Staff Editorial: Kaepernick’s Protest
September 9, 2016
MARK TATUM Sports Editor
I believe that the First Amendment is one of the great freedoms of our country. Now more than ever, people are able to speak out their opinions to the rest of the country. Case in point: San Francisco 49ers quarterback Colin Kaepernick.
For all four of the San Francisco 49ers preseason games, Kaepernick chose to sit on the bench during the National Anthem. According to nfl.com, Kaepernick said, “I am not going to stand up to show pride in a flag for a country that oppresses black people and people of color. To me, this is bigger than football and it would be selfish on my part to look the other way.”
If Kaepernick’s reason for not standing was because he believes that the National Anthem shouldn’t be strictly enforced at a sporting event, that’s fine. Professional sports are supposed to be entertaining for its audiences. The MPAA isn’t playing the National Anthem before every movie in a theater. It would make sense for someone to believe that sports and entertainment should be separate from the government.
Instead, he is only bringing attention on himself. The following week, photos surfaced of Kaepernick at practice wearing socks with pigs in police officer suits. In a press conference, he wore a shirt with the graphic of Malcolm X and Fidel Castro greeting one another from 1961. This is the most confusing part to me about Kaepernick’s complaint.
Cuba under Castro was quite literally the opposite of what America is today as far as human rights and freedom of speech. Cuba’s government had a totalitarian form of leadership and made it against the law to speak your voice on inequality. In this situation, Castro is the last governmental leader you’d want to use to support your argument.

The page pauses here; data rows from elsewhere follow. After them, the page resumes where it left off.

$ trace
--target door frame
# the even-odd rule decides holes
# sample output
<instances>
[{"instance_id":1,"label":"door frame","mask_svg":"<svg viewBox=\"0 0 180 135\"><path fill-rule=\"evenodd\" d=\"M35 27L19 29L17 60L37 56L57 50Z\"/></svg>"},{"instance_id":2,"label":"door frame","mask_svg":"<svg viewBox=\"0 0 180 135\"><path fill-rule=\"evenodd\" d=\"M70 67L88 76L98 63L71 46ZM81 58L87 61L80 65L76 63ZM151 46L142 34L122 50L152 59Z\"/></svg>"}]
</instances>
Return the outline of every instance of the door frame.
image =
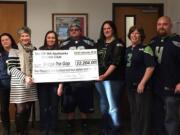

Kaepernick started the later half of the 49ers’ 2012 season when they went on to play in the Super Bowl. Since then, Kaepernick’s performance has regressed each year and is now the backup to Blaine Gabbert. I don’t understand why Kaepernick waited until the preseason of his sixth year in the NFL to make this statement. On top of the backlash he’s received, he puts his organization – from the coaches, teammates and fans of the 49ers, in a tough spot on the issue.
Police brutality has been a popular topic in the media throughout the country for the past couple of years, mainly due to the races of both the police officer and the victim. While there is legitimate claim of the justification for these cases, I think that the media has the most control over the stories and how they are reached to their audience. Any wrongdoing by police officers should be decided by judges and juries, not by the media’s influence on the general public. In today’s world, you don’t have to be a multi-million dollar athlete to let your voice be heard.
Social media allows us the freedom of expressing our opinion in ways we could have only dreamed of doing a few years ago, but it also makes it difficult to generate rational discussion with one another.
I don’t have a problem with Kaepernick not standing during the national anthem. However, if he’s trying to make a statement about current issues of human rights in America, he hasn’t considered the people who have fought for him to take that stance.